Vorwort: Uropathologie – quo vadis?

Die Pathologie steht derzeit vor größeren Herausforderungen denn je. Die wissenschaftlichen Erkenntnisse vermehren sich rapide, und so ist es kaum mehr möglich, in allen Teilbereichen der Pathologie alle Fächer zur vollsten Zufriedenheit abzudecken.
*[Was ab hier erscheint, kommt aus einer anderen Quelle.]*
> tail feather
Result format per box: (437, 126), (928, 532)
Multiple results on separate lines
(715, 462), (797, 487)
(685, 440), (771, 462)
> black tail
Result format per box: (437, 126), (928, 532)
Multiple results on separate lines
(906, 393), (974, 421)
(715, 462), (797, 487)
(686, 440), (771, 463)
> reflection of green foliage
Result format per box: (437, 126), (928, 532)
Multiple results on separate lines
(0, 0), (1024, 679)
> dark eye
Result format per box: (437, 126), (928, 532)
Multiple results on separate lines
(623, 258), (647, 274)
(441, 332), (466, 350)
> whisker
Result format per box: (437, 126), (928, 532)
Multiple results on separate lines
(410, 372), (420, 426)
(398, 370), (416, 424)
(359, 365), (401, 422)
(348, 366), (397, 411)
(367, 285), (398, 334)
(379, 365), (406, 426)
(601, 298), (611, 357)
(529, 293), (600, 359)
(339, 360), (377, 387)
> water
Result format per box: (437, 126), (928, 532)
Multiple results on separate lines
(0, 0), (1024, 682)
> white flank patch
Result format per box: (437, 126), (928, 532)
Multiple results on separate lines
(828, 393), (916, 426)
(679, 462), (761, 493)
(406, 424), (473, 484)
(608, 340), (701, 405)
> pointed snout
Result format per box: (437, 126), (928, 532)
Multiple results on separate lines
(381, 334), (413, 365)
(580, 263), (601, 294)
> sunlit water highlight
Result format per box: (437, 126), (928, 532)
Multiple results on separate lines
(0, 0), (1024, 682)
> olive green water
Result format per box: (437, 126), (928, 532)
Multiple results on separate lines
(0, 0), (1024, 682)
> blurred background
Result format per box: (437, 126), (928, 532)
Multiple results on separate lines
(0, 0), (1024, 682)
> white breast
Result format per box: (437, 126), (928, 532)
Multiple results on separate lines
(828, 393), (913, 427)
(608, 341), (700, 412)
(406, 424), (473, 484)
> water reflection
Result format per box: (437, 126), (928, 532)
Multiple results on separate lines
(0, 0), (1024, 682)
Somit ist es an der Zeit, dass vor allem in Schwerpunktkrankenhäusern pathologische Spezialdisziplinen, wie die Uropathologie, entstehen, wie es Ende des 19. Jahrhunderts an der Zeit war, an der Poliklinik die erste urologische Spezialabteilung der Welt zu errichten.

Die immer größer werdende Menge an Information bezieht sich auf Erkennt­nisse der Entstehungsmechanismen von Tumoren. So versucht man die morphologischen Veränderungen mit den genetischen Veränderungen zu korrelieren und findet neue Einteilungen für urologische Tumoren. Oft ist aber die Morphologie nicht eindeutig, und so werden immunhistochemische, aber z. T. auch aufwendigere molekularpathologische Untersuchungen notwendig, um Tumoren richtig zuordnen zu können.

Immer aufwendigere Untersuchungen werden aber notwendig für die auch bei urologischen Tumoren zusehends angestrebten „targeted therapies“.So erfordert beispielsweise der Einsatz von Checkpoint-Inhibitoren eine Voruntersuchung durch den Pathologen. Diese Untersuchungen lassen den Arbeitsaufwand explodieren, der zwar, durch das Zurückfahren der heute, durch die verbesserten bildgebenden Verfahren seltener notwendigen Obduktionen, jetzt einmal abgefangen wurde, in Zukunft jedoch weiterer personeller Ressourcen bedarf.

Die Spezialisierung bringt aber auch Probleme und Anforderungen mit sich. Wenn man nämlich als Pathologe nur noch uropathologisch denkt, kann es passieren, dass man dann Metastasen von anderen Tumoren fehlinterpretiert bzw. das Wissen zu gering ist, um eine eindeutige Zuordnung zu treffen. Hier sieht man bereits, dass es wichtig sein wird, miteinander zu kommunizieren. Mit der Informationsflut werden auch in Zukunft Zentren entstehen, die Schwerpunkte in der Diagnostik und Wissenschaft setzen. Es kann nicht sein, dass alle diese Zentren in Österreich sind. Somit ist auch hier eine grenzüberschreitende Kommunikation der Pathologen – und in unserem Fall der Uropathologen – notwendig. Nur durch das Aufwerfen von Fragen und deren gemeinsamer Beantwortung ist eine stetige Weiterentwicklung in unserem Gebiet gewährleistet.

In der hier vorliegenden Ausgabe von SPECTRUM Urologie soll diesen Schwerpunkten Rechnung getragen werden. Einerseits finden Sie einen Beitrag über pathologische Aspekte in der Nephrologie und deren Bedeutung für die Urologie. Andererseits präsentiert Prof. Dr. Eva Comperat, Paris, Expertin der ISUP (International Society of Urological Pathology) die Uropathologie des Harnblasenkarzinoms. Ein weiterer Artikel widmet sich der Austestung für Checkpoint-Inhibitoren beim Harnblasenkarzinom, die zwar simpel anmutet, aber zeitaufwendig und mit noch hoher Interobservervarianz behaftet ist. Zu guter Letzt sollen Übersichtsartikel die wichtigsten Änderungen bei der Einteilung der Prostata-, Nierenzell-, Keimzell- und Peniskarzinome ins Gedächtnis rufen.

Ich hoffe, dass auch für Sie etwas Interessantes dabei ist!